Focus cities

Why NomadBadge starts with Bremen and Lisbon

Bremen is home ground. Lisbon tests the guide in a real travel workflow. Starting with both keeps the standard close to actual use before expanding further.

By Tim & Thomas 4 min read Updated 13 Jul 2026

2 focus cities

enough to judge the standard in public

3 likely next

Berlin, Vienna, and Madrid if quality holds

1 slower rule

outside Europe comes after the first ring works

Small first
The founders behind NomadBadge
Start where the context is realFIELD NOTE

The short answer

Why did NomadBadge start in Bremen and Lisbon?

Bremen and Lisbon come first because they let the guide be specific instead of performative. One is lived context. The other is a real travel workflow test. Starting there keeps the promise honest and makes it easier to see whether the product is useful before it spreads wider.

Why these two

Why start with Bremen and Lisbon instead of pretending to cover everything?

Because a guide like this wins on trust, and trust is easier to test in two cities with real context than in twenty cities with thin notes.

Bremen is home ground

It is easier to notice what makes a place actually work when you know the city well enough to compare one block against the next.

Lisbon is the travel test

Lisbon puts the real nomad use case under pressure fast: short stays, repeat searches, and a lot of bad workspace advice floating around.

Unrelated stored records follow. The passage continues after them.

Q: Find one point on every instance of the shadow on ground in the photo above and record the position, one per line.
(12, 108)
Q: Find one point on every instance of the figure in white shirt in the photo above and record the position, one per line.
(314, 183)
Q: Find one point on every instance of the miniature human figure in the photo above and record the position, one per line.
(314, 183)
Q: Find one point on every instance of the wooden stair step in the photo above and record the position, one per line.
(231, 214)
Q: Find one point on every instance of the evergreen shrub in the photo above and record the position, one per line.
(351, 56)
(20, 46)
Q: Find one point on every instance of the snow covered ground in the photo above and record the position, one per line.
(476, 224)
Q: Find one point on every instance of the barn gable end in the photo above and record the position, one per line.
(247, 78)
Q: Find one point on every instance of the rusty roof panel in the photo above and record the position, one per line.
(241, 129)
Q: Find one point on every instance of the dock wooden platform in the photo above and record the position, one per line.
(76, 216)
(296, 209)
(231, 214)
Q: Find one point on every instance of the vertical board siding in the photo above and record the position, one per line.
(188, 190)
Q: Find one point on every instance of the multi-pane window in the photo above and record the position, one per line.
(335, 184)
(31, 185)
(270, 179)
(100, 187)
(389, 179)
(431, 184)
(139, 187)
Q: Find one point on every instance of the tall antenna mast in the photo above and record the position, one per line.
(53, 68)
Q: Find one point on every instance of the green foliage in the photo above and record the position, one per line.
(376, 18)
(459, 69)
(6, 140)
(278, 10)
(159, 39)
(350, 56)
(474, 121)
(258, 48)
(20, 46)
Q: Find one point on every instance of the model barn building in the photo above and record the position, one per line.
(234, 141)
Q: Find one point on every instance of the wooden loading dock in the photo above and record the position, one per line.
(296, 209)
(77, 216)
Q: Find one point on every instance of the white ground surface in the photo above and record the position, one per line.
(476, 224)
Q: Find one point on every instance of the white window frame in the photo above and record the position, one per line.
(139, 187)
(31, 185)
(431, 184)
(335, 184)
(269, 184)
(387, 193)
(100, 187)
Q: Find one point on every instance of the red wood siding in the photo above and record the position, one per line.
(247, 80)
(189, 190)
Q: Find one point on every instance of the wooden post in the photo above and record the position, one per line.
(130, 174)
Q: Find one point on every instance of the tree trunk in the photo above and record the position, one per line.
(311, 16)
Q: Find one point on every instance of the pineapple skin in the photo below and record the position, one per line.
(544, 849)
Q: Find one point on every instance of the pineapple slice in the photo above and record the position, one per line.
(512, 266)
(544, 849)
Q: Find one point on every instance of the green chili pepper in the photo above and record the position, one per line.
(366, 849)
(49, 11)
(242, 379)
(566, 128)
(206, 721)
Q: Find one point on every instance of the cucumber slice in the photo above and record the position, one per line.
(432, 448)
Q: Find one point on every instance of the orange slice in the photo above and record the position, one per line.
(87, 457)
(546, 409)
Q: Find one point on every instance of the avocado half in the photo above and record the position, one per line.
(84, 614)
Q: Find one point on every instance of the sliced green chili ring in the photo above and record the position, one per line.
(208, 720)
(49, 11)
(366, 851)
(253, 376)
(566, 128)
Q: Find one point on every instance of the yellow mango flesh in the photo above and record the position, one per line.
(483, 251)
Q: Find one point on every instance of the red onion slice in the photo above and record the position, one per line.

Two cities keep the standard visible

A small public footprint makes it harder to hide weak data behind a big map. People can judge the work city by city.

Founder logic

What do Bremen and Lisbon each test?

They are different enough to matter. Bremen tests local depth. Lisbon tests travel usefulness.

Bremen is the obvious starting point because I have lived there. That gives the project something rare: a city where the notes can be judged against real lived experience instead of scraped impressions and quick guesses.

Lisbon matters for the opposite reason. It is not home turf. It is where the usual remote-work search problem becomes expensive fast. You arrive, you need a place to work, and the internet gives you ten glossy answers that still do not tell you whether the call at 4pm will be a disaster.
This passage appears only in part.